Basilica of San Petronio

The Basilica of San Petronio, dedicated to the city’s patron saint (eighth bishop of Bologna from 431 to 450), is the largest and most important church in Bologna (132 m long, 66 m wide, 47 m high).

Construction began in 1390 under the direction of Antonio di Vincenzo. In 1514 Arduino degli Arriguzzi proposed a new Latin cross model that would have surpassed in size of the church of San Pietro in Rome. According to the legend Pius IV blocked the realization of this grand dream, soliciting the works for the construction of the Archiginnasio. The façade also remained unfinished. The roofing of the main nave and the closing of the apse were completed only in 1663 on a project by Girolamo Rainaldi and directed by Francesco Martini.

The minor naves were closed by straight walls. Famous was the Petronian musical chapel whose most prestigious symbol is a still functioning organ, built around 1470 by Lorenzo da Prato: the oldest in the world still in use. Another more recent organ (1596) is by Baldassarre Malamini and this too is functional despite its four hundred years of life.

On 4 October 1814 the chapel of the SS. Sacramento, restored by Antonio Malvezzi Campeggi on a project by Angelo Venturoli. In 1894 the San Petronio Museum was opened on a project by T. Azzolini. Finally, between chapels 1 – 2, 9 – 10, 13 – 14, and 21 – 22, there are the four stone crosses which, according to legend, were placed by San Petronio at the corners of the perimeter of the city, defined in the following centuries the circle of the selenite walls.

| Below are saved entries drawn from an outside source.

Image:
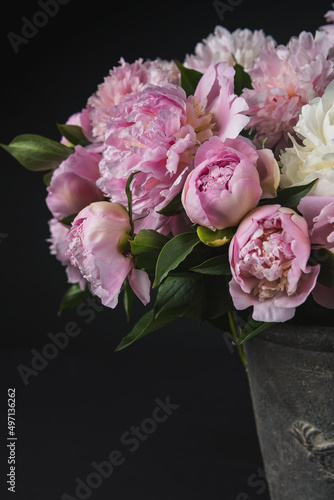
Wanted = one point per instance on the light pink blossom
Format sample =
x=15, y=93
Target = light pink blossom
x=58, y=247
x=319, y=214
x=284, y=78
x=329, y=28
x=269, y=256
x=123, y=80
x=226, y=182
x=96, y=247
x=73, y=184
x=156, y=132
x=224, y=46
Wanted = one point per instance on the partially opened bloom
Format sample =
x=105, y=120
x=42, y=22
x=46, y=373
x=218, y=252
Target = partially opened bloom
x=58, y=247
x=224, y=46
x=329, y=28
x=313, y=156
x=318, y=211
x=123, y=80
x=269, y=256
x=226, y=182
x=284, y=78
x=156, y=132
x=95, y=245
x=73, y=184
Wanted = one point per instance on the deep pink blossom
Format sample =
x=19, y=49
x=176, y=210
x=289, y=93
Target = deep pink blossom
x=226, y=182
x=97, y=248
x=58, y=247
x=269, y=256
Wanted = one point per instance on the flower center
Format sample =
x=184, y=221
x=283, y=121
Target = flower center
x=267, y=257
x=216, y=178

Giacomo Ranuzzi began the marble cladding of the facade, which was never completed, in 1538 based on a design by Domenico da Varignana. The finished part is decorated with works by the sculptors Jacopo della Quercia, Amico Aspertini, and Alfonso Lombardi.

The central portal, begun in 1425, is a masterpiece by Jacopo della Quercia. On the pillars, scenes from the Old Testament are represented, on the archivolt 18 prophets, on the architrave stories from the New Testament, and the tympanum the “Madonna with Child” and “Sant’Ambrogio and San Petronio”. The center of the arch of the tympanum is the work of Amico Aspertini. Worthy of note in the two side doors are the “Resurrection” by Alfonso Lombardi on the left door and the “Deposition” by Amico Aspertini on the right door.

Chapel of S. Giacomo (VII) formerly Rossi and Baciocchi. On the altar the splendid “Madonna Enthroned” by Lorenzo Costa (1492); the drawings of the polychrome glass are attributed to the same artist.

The right funeral monument preserves the remains of Prince Felice and his wife Elisa Bonaparte made by Lorenzo Bartolini and Cincinnato Baruzzi. Chapel of S. Rocco (VIII) or Malvezzi Ranuzzi Chapel. On the altar is the “San Rocco” by Parmigianino (1527). The stained glass windows were designed by Achille Casanova (1926).

The Sundial of San Petronio. It was conceived and built by Gian Domenico Cassini, a teacher in the Bologna studio, around 1656 after the church by Egnazio Danti had been destroyed during the extension of the church. For the calculations, Cassini used instrumentation that is now visible in the Museum.

The sundial of San Petronio is the longest in the world (67.72 m long, light hole 27 m from the ground, distance between the solstices 56 m); its length corresponds to the six hundred thousandth part of the terrestrial meridian. It was renovated in 1775 by the astronomer Eustachio Manfredi, who replaced the iron line with a brass one.